Les McLean, Glasgow's racial equality officer, said a summer school at Dowanhill planned for children with English as a second language would now be extended for the entire six-week period, not only to help children learn English but "to stop them getting bored". A customised cultural and leisure programme is also on the drawing board.
Glasgow's education department had only six days' notice that 200 refugees were arriving, but had known for three weeks that some were likely to come. It expected a plane load, but got two. "The health of the children appears to be less good than those who flew earlier to Leeds," Mr McLean says. "There are quite a number with hospital appointments."

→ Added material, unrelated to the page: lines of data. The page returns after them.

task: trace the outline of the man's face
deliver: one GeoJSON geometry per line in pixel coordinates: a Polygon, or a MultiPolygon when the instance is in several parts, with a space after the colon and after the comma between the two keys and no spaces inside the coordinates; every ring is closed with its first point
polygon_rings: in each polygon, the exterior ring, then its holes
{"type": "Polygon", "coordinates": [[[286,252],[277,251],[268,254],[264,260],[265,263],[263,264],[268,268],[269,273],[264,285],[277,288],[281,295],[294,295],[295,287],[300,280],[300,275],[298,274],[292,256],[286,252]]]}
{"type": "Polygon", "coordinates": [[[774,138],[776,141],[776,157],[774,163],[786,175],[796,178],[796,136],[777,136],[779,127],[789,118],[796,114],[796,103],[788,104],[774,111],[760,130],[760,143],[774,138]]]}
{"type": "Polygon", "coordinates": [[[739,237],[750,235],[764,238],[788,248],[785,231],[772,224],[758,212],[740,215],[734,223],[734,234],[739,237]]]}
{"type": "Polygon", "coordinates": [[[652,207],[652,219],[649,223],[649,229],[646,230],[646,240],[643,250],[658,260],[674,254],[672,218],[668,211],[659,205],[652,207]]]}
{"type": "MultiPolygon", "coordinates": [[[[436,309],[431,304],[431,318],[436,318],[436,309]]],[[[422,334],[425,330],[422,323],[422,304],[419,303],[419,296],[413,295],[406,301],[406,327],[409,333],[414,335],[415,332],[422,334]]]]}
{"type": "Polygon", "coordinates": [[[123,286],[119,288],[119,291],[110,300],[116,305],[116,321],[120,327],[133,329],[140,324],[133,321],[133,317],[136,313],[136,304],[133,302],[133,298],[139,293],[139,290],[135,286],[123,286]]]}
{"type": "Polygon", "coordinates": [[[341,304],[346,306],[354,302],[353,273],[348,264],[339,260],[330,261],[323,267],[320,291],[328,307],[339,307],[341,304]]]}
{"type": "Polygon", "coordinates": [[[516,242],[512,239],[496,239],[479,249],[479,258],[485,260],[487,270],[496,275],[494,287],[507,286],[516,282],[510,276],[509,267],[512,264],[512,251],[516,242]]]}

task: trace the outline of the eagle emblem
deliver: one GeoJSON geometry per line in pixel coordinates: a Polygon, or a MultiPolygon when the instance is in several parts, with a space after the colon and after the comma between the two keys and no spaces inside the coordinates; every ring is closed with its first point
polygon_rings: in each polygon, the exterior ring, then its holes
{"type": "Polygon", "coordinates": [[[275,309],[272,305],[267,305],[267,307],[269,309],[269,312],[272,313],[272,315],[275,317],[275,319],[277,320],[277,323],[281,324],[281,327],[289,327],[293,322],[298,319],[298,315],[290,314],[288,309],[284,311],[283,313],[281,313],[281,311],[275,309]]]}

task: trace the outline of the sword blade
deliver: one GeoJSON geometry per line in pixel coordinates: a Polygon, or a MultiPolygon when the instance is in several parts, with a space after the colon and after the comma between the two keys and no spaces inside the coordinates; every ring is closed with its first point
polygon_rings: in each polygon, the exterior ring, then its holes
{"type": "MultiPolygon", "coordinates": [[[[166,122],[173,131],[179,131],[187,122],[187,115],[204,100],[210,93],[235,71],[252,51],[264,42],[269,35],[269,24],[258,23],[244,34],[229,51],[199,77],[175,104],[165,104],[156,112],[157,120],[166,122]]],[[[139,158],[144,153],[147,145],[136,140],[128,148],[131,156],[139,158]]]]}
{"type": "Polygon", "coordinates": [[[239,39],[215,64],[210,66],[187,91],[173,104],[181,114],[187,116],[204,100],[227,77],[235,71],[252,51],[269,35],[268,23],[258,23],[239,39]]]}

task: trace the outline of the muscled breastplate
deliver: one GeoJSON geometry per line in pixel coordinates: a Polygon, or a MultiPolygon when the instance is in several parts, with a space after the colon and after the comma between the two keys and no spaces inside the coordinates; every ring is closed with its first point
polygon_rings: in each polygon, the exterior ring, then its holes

The number of Kosovans starting school has fallen from 65, because some have gone to live with relatives in London. Starting dates were brought forward a week when parents filled in questionnaires on arrival, pleading for schooling as a priority.
The children are expected to spend up to two terms at the bilingual units, where they are in small classes with Libyans, Kurds, Pakistanis, Turks, Iranians, Chileans and Chinese children, several of them refugees who can help support the newcomers.
They will follow a mainstream curriculum as soon as possible and be moved into local schools in Balornock and Sighthill, with peripatetic support, when they become proficient in English.